PINK parking spaces? Spongy pavements for ease of high-heel walking? It appears the authorities in South Korea are doing their utmost to enhance the stereotypic view of women as stiletto-strutting beings who simply by dint of their sex are poorer drivers than their male counterparts.

Wider and longer parking spaces with pink outlines and skirt-wearing symbols, more than 7,000 new female only loos and re-surfaced pavements to soften the impact of perching an additional three inches higher, are all part of a £55m package in Seoul to make the capital city more friendly to women.

Providing better lighting for said parking spaces and placing them closer to the shops is all well and good. But to suggest spaces need to be bigger and footpaths spongier is a breath-taking piece of hackneyed patronising, to say the least.
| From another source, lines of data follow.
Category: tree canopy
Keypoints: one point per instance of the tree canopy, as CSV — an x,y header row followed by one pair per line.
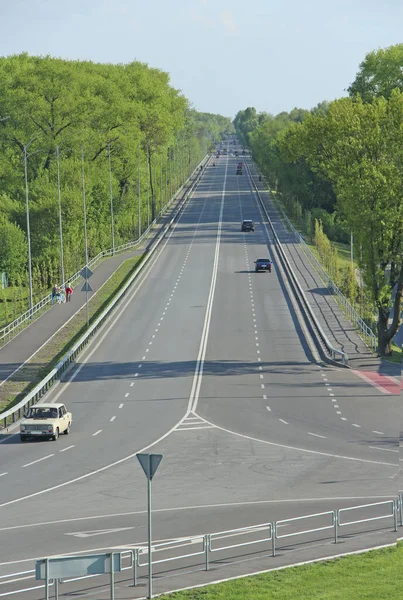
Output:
x,y
134,133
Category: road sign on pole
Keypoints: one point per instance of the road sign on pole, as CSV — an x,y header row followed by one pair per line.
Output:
x,y
149,464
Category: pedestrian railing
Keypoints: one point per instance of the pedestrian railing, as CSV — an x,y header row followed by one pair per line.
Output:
x,y
333,352
8,332
16,412
340,298
210,548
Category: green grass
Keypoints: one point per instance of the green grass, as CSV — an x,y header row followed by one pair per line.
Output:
x,y
376,575
32,372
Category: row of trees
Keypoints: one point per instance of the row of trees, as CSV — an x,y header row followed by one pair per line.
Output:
x,y
346,158
120,134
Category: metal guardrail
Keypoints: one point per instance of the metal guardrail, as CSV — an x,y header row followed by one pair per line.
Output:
x,y
8,332
341,299
16,412
209,544
333,352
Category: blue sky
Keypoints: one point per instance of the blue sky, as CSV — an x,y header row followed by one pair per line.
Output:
x,y
223,55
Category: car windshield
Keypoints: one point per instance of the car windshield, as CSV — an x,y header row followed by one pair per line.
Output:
x,y
42,412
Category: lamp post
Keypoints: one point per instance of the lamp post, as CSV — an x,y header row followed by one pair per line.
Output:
x,y
25,148
60,213
85,234
111,197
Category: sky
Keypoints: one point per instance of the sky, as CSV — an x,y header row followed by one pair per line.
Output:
x,y
224,55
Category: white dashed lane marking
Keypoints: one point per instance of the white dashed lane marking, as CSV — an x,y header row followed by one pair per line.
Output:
x,y
38,460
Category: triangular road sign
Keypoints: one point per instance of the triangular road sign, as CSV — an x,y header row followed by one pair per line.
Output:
x,y
149,463
86,273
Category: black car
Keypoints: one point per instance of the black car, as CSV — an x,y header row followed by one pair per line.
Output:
x,y
263,264
247,225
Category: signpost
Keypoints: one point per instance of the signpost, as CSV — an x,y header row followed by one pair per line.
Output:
x,y
149,464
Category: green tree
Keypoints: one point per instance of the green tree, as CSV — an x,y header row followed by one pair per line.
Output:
x,y
13,250
379,74
359,147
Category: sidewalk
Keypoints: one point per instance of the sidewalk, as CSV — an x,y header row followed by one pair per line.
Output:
x,y
339,330
20,349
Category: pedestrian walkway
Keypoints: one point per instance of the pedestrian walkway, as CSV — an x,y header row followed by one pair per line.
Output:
x,y
20,349
339,330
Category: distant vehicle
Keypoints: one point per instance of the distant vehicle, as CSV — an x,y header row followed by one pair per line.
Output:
x,y
46,421
247,225
263,264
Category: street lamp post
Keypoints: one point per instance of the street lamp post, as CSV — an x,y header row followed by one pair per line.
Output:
x,y
111,197
85,235
60,213
25,149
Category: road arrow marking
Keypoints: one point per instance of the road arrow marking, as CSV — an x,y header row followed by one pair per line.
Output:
x,y
84,534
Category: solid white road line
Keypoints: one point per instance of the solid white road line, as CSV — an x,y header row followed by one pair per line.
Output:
x,y
384,449
197,378
38,460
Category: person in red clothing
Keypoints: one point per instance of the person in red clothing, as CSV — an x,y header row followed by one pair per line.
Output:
x,y
69,291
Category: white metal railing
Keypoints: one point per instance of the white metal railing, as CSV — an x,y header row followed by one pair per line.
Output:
x,y
203,545
16,412
333,352
341,299
8,332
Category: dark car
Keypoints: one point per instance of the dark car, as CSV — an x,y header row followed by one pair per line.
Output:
x,y
247,225
263,264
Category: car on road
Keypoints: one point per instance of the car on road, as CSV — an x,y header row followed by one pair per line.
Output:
x,y
45,421
247,225
263,264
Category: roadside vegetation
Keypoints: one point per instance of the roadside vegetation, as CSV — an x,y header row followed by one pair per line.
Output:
x,y
339,167
119,137
375,575
13,390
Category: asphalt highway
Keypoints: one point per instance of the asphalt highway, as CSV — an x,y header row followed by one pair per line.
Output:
x,y
210,364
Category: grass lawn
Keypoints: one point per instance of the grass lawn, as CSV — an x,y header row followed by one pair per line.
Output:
x,y
375,575
32,372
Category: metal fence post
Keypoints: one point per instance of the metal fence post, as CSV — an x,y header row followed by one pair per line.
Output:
x,y
135,560
207,548
336,525
395,508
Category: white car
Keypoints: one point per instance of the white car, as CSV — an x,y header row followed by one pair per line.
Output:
x,y
46,421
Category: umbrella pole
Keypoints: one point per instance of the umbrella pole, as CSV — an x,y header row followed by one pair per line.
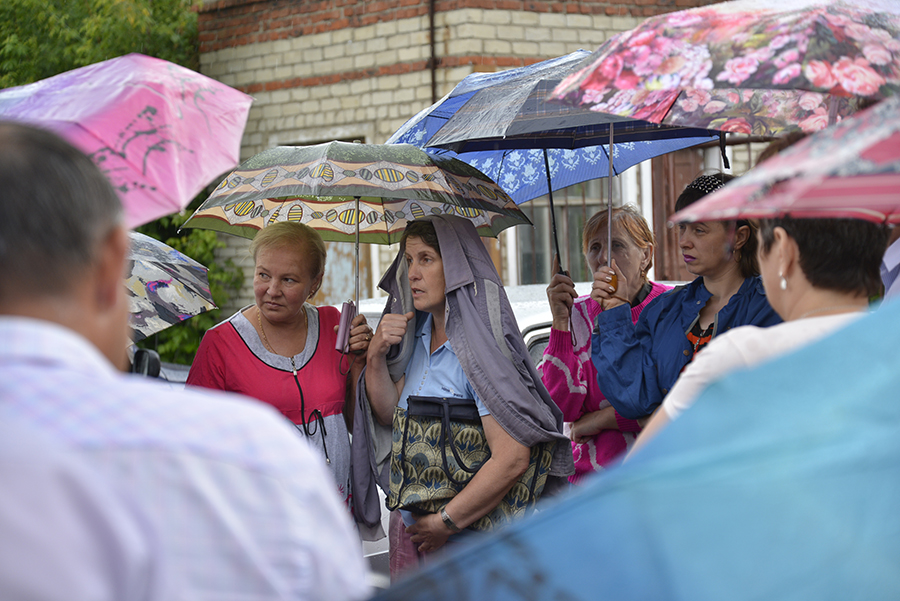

And it’s not the first time it’s happened either. Back in 2012 the mayor of the German Black Forest town of Triberg introduced women-only parking spaces that were wider and better lit, leaving the men to cope with negotiating awkward walls and pillars.

That caused uproar at the time too because as any sexist pig will tell you, men are much better at parking than women because the fairer sex just can’t master the art of reversing a car into a narrow space. And as every indignant woman knows, male posturing about driving prowess is just that. All posture and bluster and not much else.

Sometimes though, the truth hurts. Driving Standards Agency figures have shown that women are more likely to fail their driving test because of problems with parking. The Department of Transport has reported that of the more than 1.6 million errors made in the driving test each year that are serious enough to register a fail, nearly a million were made by women. Ouch.

But that said, once us women have got our test ticket and take to life behind the wheel, we’re a LOT safer on the roads than men, whether we’re rubbish at parking or not. We break less speed limits, brake less suddenly and don’t drive around at night as much. Overall, women are a fifth safer at driving than men.

Although the same can’t be said of a woman I knew who was a bag of nerves behind the wheel. Undaunted, and screwing her courage to the sticking place, she doggedly persisted with her driving lessons until the dreaded test day dawned. It was never going to be a good day – she lost control of the car, careered over the verge, ploughed through a garden wall and landed in some poor soul’s front garden. Then with breath-taking audacity she turned to the quivering wreck of an examiner and asked: “Have I passed?”

 

ON a more serious note it was truly shocking to learn that North Yorkshire has one of the highest teenage driver death and injury tolls in the country. Fourteen per cent of all road casualties in the county are hurt or killed in collisions involving a car driver in the17 - 19 age group, although they make up only 1.5 per cent of licensed drivers.

I’m sure there are those with plenty of theories as to why that might be, although North Yorkshire’s geography with lots of minor country roads that are harder to police than those in more built up areas is possibly a factor.

But in trying to address the problem it’s actually those country roads that could become a barrier. Some car insurance companies offer restricted driving conditions for young drivers to push down costs and they invariably include clauses such as a late night curfew or a ban from carrying more than one passenger.

Both good ideas on the surface but in a rural environment that could essentially ground a youngster from work and meeting friends, or drive him – and let’s face it, the statistics show it’s mostly young males involved in these collisions – to flout any driving restrictions because of poor public transport links coupled with police officers spread thinly over vast tracts of ruraldom.

However it’s not just young drivers we should be concerned about but those at the other end of the age spectrum. A week after a 92 year old reversed her car through a York supermarket window we should be asking ourselves why our driving laws don’t include provision for independent rather than self assessment of a person’s ability to drive beyond a certain age.